裴令沒管,甚至把開線的地方扯得更大了點。
他得看起來越可憐越好,這個長期飯票才穩當。
這兩天吃的藥他也停了,此刻照了照浴室里的鏡子,裡面的少年像是剛死不久的鬼,皮膚蒼白精神不振。眼皮往下一垂,遮住了那雙在打壞主意的視線,看起來就變得呆呆的。
裴令就頂著這副鬼樣子去了。
檢票的工作人員都多看了他兩眼,欲言又止的,像是怕他死在裡面。
一場音樂會聽得裴令神遊天外。
台上的沈然萬眾矚目。
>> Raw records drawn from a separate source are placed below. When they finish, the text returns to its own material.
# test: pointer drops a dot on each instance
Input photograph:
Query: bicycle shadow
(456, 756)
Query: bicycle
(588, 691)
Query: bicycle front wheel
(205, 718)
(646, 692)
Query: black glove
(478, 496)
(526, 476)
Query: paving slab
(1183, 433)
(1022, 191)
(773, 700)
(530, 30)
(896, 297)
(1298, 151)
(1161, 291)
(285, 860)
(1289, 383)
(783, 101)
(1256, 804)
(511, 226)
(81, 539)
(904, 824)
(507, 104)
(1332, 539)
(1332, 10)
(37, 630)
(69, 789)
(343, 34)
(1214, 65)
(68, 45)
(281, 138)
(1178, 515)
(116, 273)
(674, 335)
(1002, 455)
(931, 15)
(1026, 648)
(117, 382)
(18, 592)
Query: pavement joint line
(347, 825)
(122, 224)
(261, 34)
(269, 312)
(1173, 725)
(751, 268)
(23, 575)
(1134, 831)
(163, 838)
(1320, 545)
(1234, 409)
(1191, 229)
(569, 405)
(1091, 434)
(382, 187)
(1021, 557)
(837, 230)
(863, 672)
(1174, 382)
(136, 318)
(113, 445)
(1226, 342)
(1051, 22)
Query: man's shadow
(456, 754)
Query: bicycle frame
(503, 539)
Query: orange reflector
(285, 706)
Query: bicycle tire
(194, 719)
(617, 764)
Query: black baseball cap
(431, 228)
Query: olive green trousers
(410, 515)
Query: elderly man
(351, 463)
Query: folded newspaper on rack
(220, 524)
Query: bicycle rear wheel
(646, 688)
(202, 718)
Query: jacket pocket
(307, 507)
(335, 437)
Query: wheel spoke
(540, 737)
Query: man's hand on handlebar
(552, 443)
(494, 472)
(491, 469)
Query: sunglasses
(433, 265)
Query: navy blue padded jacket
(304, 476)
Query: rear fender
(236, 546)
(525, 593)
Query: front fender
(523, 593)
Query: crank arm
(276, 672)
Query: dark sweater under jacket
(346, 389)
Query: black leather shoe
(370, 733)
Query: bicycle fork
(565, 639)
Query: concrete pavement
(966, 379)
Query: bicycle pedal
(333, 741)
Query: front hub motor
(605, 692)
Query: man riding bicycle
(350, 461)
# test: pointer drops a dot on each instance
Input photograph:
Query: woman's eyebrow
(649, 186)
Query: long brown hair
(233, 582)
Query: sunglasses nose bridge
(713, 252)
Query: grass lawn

不知是因為舞檯燈光太亮,還是因為沈然自帶的主角光環,他整個人就像個發光體,周身都是瑩白色的光暈。
裴令木然地盯著,到後面,他已經無聊到開始構思死前沒寫完的論文。
自己的學業算是徹底完了。
導師會在第幾天發現他失蹤?自己在國外也沒什麼朋友,發現他消失之後又有誰會在乎呢?
老師和同學應該不會,少了他也沒什麼大不了。
還有誰……魏遲?在裴令回國前一天,那傢伙還來找過他,請他吃了頓飯。
裴令亂七八糟想了一堆,終於熬到音樂會結束。
他沒急著離開,等到場地差不多空了才出去。繞到場館後面,演出人員出入的地方,挑了個角落的陰影處站著。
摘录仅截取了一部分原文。